Series: Roman Pony Trilogy: Book 2
By K. M. Peyton
Minna walked slowly, miserably, along the beach. The autumn day was still and cool, although the sun was hining. The sea was calm, tawny-gold over the sands
and mud, the horizon blending hazily into the sky, and nothing moved on the surface, not even the ship that was bringing the worst news in the world. She lay
two or three miles offshore, her sails hanging, drifting on the tide.
“I hope the wind never blows. I hope they stay there for ever,” Minna said to herself.
But soon, she knew, they would out oars and the slaves would start rowing and the ship would come into the fort. The commander, Theodosius Valerian Aquila, would go out on the quay to welcome it, his dark eyes glittering with joy.
Minna felt her eyes stinging with tears. “Theo, don’t go! I can’t live without you!” She kicked angrily at the shells that crunched beneath her bare feet. Coming the other way, collecting driftwood, was one of the village boys, Stuf. Minna scowled at him, but the amiable Stuf was not deterred.
He nodded towards the ship offshore.
“Are you invited to the party?”
“Only to work in the kitchen, what do you think? I might get to eat some leftovers if I’m lucky.”
“I thought, as the commander’s favourite, you might get a place at table.”
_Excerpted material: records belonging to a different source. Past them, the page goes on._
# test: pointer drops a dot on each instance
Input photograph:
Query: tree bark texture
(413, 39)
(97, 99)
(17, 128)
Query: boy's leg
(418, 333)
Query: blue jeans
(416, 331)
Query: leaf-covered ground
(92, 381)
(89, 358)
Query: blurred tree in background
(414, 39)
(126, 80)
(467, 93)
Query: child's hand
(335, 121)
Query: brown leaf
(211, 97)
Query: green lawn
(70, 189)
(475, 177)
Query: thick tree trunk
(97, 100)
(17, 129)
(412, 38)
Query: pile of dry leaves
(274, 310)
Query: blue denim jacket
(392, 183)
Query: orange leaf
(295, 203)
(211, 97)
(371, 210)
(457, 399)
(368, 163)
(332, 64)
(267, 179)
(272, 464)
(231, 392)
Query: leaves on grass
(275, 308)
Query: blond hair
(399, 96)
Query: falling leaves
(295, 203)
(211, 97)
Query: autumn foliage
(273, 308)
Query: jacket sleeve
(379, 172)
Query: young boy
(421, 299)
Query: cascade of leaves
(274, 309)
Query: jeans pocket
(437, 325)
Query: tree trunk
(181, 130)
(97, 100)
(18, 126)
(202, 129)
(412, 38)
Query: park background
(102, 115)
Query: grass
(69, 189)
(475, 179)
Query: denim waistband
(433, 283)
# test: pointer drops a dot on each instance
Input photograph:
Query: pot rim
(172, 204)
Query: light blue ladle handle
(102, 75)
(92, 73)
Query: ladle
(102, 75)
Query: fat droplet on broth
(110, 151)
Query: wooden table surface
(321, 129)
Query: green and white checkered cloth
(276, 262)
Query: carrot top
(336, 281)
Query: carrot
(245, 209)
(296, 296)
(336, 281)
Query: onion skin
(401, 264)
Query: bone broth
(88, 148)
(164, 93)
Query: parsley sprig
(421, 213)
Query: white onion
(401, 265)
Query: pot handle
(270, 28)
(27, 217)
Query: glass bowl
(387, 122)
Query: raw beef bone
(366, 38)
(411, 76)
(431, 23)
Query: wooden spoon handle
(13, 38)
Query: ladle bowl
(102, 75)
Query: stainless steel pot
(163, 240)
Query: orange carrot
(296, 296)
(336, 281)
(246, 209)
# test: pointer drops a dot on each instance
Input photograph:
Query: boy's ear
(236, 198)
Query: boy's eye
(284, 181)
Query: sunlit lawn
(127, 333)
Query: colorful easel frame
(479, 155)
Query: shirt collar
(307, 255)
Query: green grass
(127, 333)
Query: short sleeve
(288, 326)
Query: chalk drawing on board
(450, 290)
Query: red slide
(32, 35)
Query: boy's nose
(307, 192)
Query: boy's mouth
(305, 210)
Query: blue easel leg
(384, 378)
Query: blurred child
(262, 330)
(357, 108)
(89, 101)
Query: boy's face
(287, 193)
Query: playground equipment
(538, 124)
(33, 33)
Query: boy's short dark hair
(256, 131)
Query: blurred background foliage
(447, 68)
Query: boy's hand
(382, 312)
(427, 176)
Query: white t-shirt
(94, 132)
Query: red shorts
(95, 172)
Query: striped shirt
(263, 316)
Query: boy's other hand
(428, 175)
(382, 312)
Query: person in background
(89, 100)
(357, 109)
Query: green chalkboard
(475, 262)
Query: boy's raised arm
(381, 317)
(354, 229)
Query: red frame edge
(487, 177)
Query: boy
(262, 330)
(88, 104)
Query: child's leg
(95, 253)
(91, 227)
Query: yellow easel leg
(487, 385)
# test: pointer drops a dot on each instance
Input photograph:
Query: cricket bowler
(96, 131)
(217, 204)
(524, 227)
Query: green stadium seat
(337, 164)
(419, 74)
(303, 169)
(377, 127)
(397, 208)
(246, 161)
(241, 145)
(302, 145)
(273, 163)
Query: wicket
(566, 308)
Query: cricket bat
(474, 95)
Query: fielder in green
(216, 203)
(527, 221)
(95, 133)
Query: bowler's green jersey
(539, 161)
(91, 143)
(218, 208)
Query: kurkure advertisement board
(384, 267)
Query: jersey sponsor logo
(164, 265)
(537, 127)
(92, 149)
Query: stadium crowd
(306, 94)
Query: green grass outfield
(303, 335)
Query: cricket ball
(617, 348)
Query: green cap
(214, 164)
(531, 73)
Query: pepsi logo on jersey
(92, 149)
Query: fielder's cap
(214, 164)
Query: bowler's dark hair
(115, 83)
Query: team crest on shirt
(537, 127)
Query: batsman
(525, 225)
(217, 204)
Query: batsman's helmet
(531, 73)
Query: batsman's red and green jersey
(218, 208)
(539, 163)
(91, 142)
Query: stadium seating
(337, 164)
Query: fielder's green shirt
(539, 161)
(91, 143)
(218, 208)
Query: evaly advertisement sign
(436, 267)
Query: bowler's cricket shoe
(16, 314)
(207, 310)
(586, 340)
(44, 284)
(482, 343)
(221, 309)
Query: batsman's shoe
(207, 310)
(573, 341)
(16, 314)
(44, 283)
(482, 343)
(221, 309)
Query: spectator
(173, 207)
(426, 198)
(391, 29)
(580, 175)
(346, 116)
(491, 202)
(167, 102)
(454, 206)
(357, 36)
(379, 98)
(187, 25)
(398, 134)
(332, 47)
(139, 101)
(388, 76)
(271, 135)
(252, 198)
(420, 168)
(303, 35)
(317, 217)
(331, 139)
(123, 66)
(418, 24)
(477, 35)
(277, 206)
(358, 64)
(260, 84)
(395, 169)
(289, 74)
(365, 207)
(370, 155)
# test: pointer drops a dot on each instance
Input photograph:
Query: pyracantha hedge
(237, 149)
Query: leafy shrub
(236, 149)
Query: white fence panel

He wanted her to rise to the bait. She was known in the fort as the commander’s favourite because, way back, before his father had died and Theo had been forced into authority, they had been playmates together and Theo, although he was now twenty, still gave Minna access to his villa and confided in her as a friend. Quite outside Roman protocol. Not that Theo had ever been to Rome since his childhood. The cold eastern shore of Britain was the only home he really knew. Now that he was the commander of the fort, his close friendship with Minna made her mother very angry. “It’s not your place to be familiar with the commander. You will get yourself a bad name. And he should know better than to encourage you.”
“He doesn’t encourage me!”
“He gives you access. That is enough. No one else speaks to him as you do.”
But he made no move to flirt with her. He never touched her, nor made her hopeful that he might regard her as more than just a friend. He had given her a beautiful ruby ring from a hoard he had captured from pirates, which Minna had tried to think was more than just a token from a childhood playmate. But now she knew better. He had never referred to it again. Her mother, sadly, had no reason to be uneasy.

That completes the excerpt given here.